Projeto acalentado por muito tempo pela estrela
Glenn Close –que nele chegou a colaborar como co-produtora e co-roteirista –a
partir do conto de George Moore, este “Albert Nobbs” é um drama dilacerante e
contundente sobre os infortúnios abissais da crise de identidade sexual.
Embora seja improvável que o expectador adentre
o filme sem saber que o protagonista, o humilde e reservado garçom de hotel,
Albert Nobbs, seja na realidade uma mulher, o diretor Rodrigo Garcia demanda
algum tempo conduzindo certo suspense até entregar essa revelação.
Na Dublin do Século XIX, onde a vida oferece
circunstâncias injustas e desfavoráveis à quase todos de modo geral, a de
Albert Nobbs (vivido com meticulosidade ímpar por Glenn Close) é ainda mais
ingrata: Uma mulher conduzida pelos tortuosos e absurdos caminhos da pobreza (e
da traumática insatisfação pessoal com seu gênero) ao disfarce de um homem de
meia-idade, e nele disposta a refugiar-se até o fim.

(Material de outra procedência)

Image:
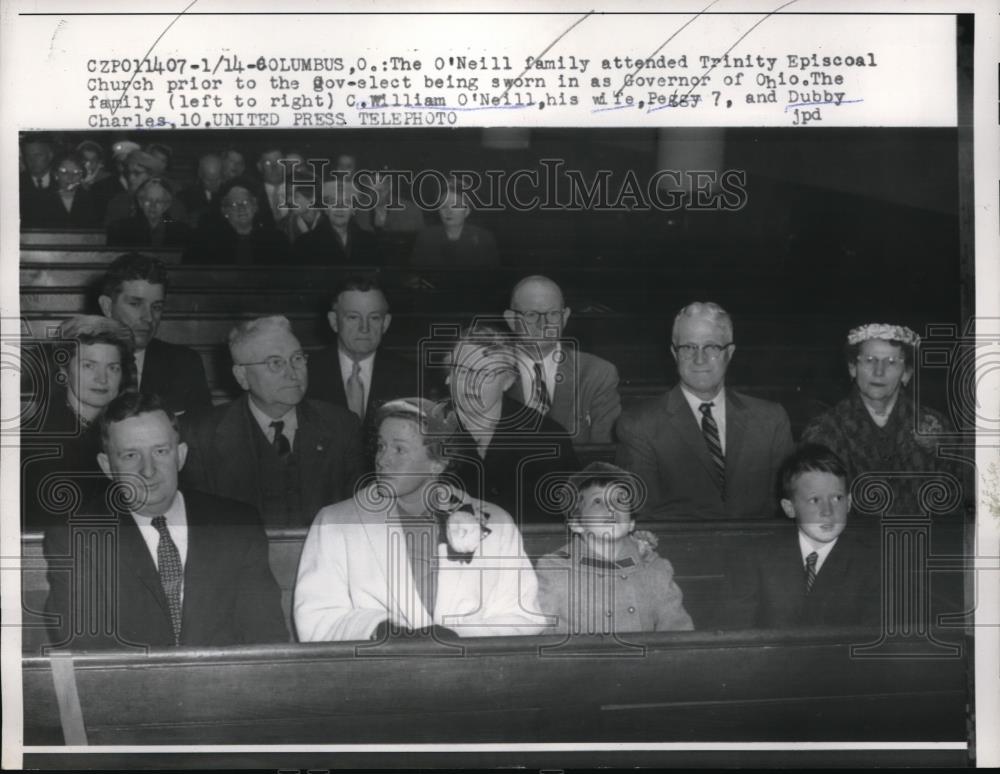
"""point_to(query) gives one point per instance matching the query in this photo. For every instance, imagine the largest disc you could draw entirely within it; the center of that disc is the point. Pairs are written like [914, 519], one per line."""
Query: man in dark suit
[133, 293]
[576, 389]
[703, 451]
[504, 452]
[360, 316]
[190, 569]
[286, 456]
[202, 198]
[823, 573]
[37, 181]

As perspectivas obscuras de Albert Nobbs,
entretanto, adquirem alguma luz quando ele conhece o Sr. Hubert Page (Jane
McTeer, fabulosa), e descobre que, também ele, é uma mulher travestida (!),
porém, diferente de Albert, Page é independente, seguro de si e vive feliz num
casamento com outra mulher (Bronagh Gallagher) que sabe de sua condição.
Como chegar do ponto ingrato em que está até
aquele onde o Sr. Page vive uma vida plena? Como obter a parceria de uma mulher
de verdade? Essas questões passam a perseguir Albert, agregando a presença de
uma sonhada companheira ao seu desejo de comprar uma tabacaria –para o qual ele
junta cada níquel obtido no Morrison Hotel onde trabalha sob a tirania amargurada
da megera Sra. Baker (Pauline Collins, de “Shirley Valentine”) –e iniciar um
negócio próspero, próprio e digno.
Por um capricho cruel do destino, essa
companheira, na ingênua concepção de Albert, vem a ser Helen Dawes (Mia
Wasikowska), jovem camareira do Morrison Hotel, envolvida por sua vez com o
rude e inescrupuloso Joe Macken (Aaron Taylor-Johnson) que a aconselha ceder
aos avanços tímidos e polidos de Albert, apenas para dele extrair dinheiro.
Se “Albert Nobbs” reúne todos os elementos que
justificam o fascínio da atriz Glenn Close pelo projeto –personagem incomum e
cheio de peculiaridades, imensa predisposição ao drama humano, trama conduzida
especialmente pela dinâmica entre seus personagens a uma premeditada tragédia
de contornos clássicos –esses mesmos elementos, tratados com ênfase nem sempre
ponderada pelo diretor Garcia, terminam afastando, por ironia, o expectador.
Num reflexo perceptível em
todos os seus trabalhos até então, o diretor Garcia (filho do célebre escritor
Gabriel Garcia-Marques) não encontra meios para equilibrar as facetas de
contundência dramática que esta obra tem em profusão, e que terminam por contaminá-la
além da conta, esse desnível se expressa também na atenção demasiada aos
detalhes cenográficos, aos figurinos e à direção de arte, tratados com capricho
e zelo, mas tão evidenciados que contribuem para a sensação de sufocamento que
o filme não tarda a impor ao público.